The principal reason assigned by appellant for the reversal of the judgment, is that the verdict in this case was not sustained by the evidence. The record is quite voluminous and a large portion of the evidence contained in it "was devoted to the question whether or not appellee was guilty of contributory negligence in bringing about the accident complained of. Appellee testified that he never knew there was a trap-door at the place in question, and that he had swept directly over the place on the Saturday and Sunday mornings prior to the accident. It appeared, however, that the door had been removed on Friday afternoon by the assistant engineer, who went below the floor to raise a valve .connected with the water pipe, and four witnesses testify that it was permitted to remain off from that time until the time of the accident on the following Monday morning. If such was the fact it is hardly probable that plaintiff, who went in there before dark and came away after daylight, during the time the door was off, could have failed to notice it, and it would have been absolutely impossible for him to have swept over that spot on Saturday and Sunday without seeing the hole.

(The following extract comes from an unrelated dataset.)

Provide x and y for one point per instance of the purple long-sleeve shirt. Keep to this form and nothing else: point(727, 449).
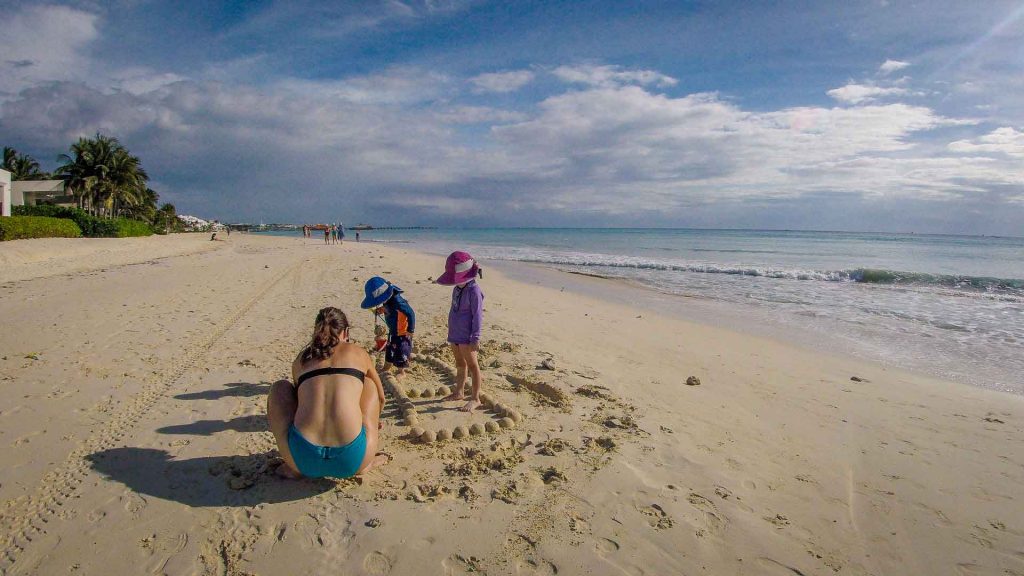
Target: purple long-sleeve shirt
point(466, 315)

It also appeared from the evidence of two witnesses that on other occasions they went into and came out of the hole while appellee was present in the room. The greater weight of the proof showed that appellee knew of the existence of the trap-door. It also showed that the door was open and the hole exposed from Friday afternoon until the time of the accident. This was. evidently the view taken by the jury, as they found specially that the trap-door or hole in question when open was in plain view, and also that the trap door was off and the hole exposed to view Friday afternoon and Saturday and Sunday before the accident.

It also appeared from a preponderance of the evidence that the trap-door, during the time the hole was open, was lying east of it, right between the two up-right posts. If such were the case, appellee could not have swept between the posts without noticing it, and could not have walked backward without stepping upon the cover and thereby-being notified of danger.

Without going further into details of the proof, it is sufficient to say that we are of opinion plaintiff failed to show, by a preponderance of the evidence, that he was, at the time of the alleged accident, in the exercise of ordinary care for his own safety. "Under such circumstances he was not entitled to recover a judgment against appellant for damages.

The judgment of the court below will therefore be reversed, but as in our opinion the evidence was not sufficient to sustain a judgment in favor of appellee, the cause will not be remanded. Judgment reversed.

Finding of Facts, to be incorporated in the judgment. We find that appellee knew of the existence of the trap-door mentioned in the evidence, prior to the occurrence of the accident through which he claims to have received the injuries complained of, and that at the time of such accident he was not in the exercise of ordinary care for his own safety.